6. J. Grosch, H. Emmelmann, `A Tool Box for Compiler Construction',
LNCS, 477, 106-116 (Oct. 1990), Springer Verlag.
7. J. Grosch, `Object-Oriented Attribute Grammars', in: Proceedings of the
Fifth International Symposium on Computer and Information Sciences (ISCIS V)
(Eds. A. E. Harmanci, E. Gelenbe), Cappadocia, Nevsehir, Turkey, 807-816,
(Oct. 1990).
8. J. Grosch, `Lalr - a Generator for Efficient Parsers',
Software-Practice & Experience, 20, 1115-1135 (Nov. 1990).
9. J. Grosch, `Tool Support for Data Structures',
Structured Programming, 12, 31-38 (1991).

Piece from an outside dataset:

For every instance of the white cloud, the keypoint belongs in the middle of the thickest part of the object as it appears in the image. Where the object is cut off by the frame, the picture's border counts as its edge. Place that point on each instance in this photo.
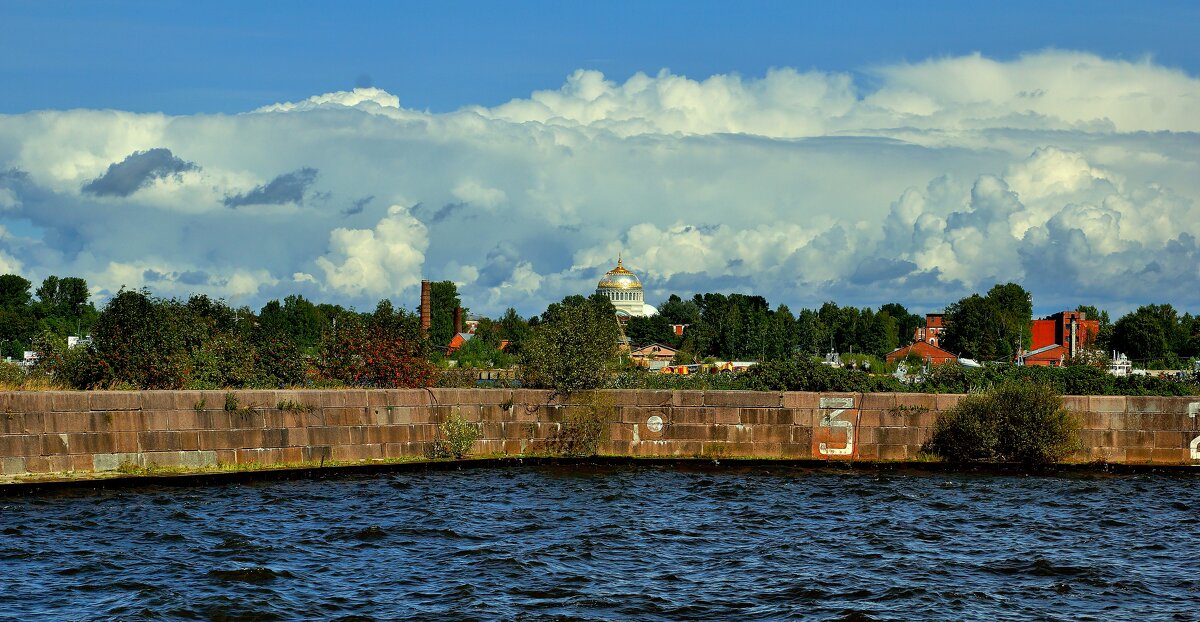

10. J. Grosch, `Transformation of Attributed Trees Using Pattern Matching',
to appear (1992).
Machine Dependencies:
---------------------
All machine dependent code is isolated in the file System.c which is written
in C. This file is set up to work under UNIX and MSDOS. There are three
copies of this file in the following directories:
reuse/c
reuse/src
reuse/m2c
The UNIX command 'install' is used during installation. Unfortunately, this
command is not as standard as it should be. If 'install' is missing on your
machine or it complains about the calls then the shell script in the file
hexa/install can simulate the desired behaviour.
Installation under UNIX:
------------------------
The Makefile at the global level controls the compilation and installation
of the individual tools. It activates the tool specific Makefiles.
Several tools use binary data files called Scan.Tab and Pars.Tab whose internal
representation depends on whether the machine is little-endian or big-endian.
All machines store integer numbers in a sequence of bytes with increasing adresses.
An integer number usually consists of four bytes where the bytes at both ends are
termed most significat byte (MSB) and least significant byte (LSB). Big-endian
machines store the MSB at the lowest address and the LSB at the highest address.
Little-endian machines store the bytes the other way round.
Big-endian are e. g. MC 680x0, SUN/3, SUN/4, SPARC,
little-endian are e. g. VAX, DEC Station, 80386, 80486.
Initially the binary data files are configured for big-endian machines.
To find out in which class your machine is in execute:
make endian
To convert the binary files from big-endian to little-endian or vice versa execute:
make bin.conv
Edit the first couple of lines in the Makefile to accomodate your needs.
To compile the programs execute:
make
To install the programs execute:
make install
Installation under MSDOS:
-------------------------
Requirements to run the binaries:
- 80386 or 80486 CPU
- at least 2 MB memory
- DOS extender (go32, from DJ Delorie)
Requirements to compile the sources:
- GNU C compiler (gcc, DJ Delorie's GCC port to DOS)
- GNU make (called gmake on our machine)
- ar and ranlib (archive handling)
The software of DJ Delorie's GCC port to DOS is available from:
host: grape.ecs.clarkson.edu
login: ftp
directory: /pub/djgcc
Installation from the sources:
There are several batch files at the global level for compilation and installation
of the individual tools. These activate either tool specific batch files or
GNU make (gmake) which is controlled by tool specific Makefiles.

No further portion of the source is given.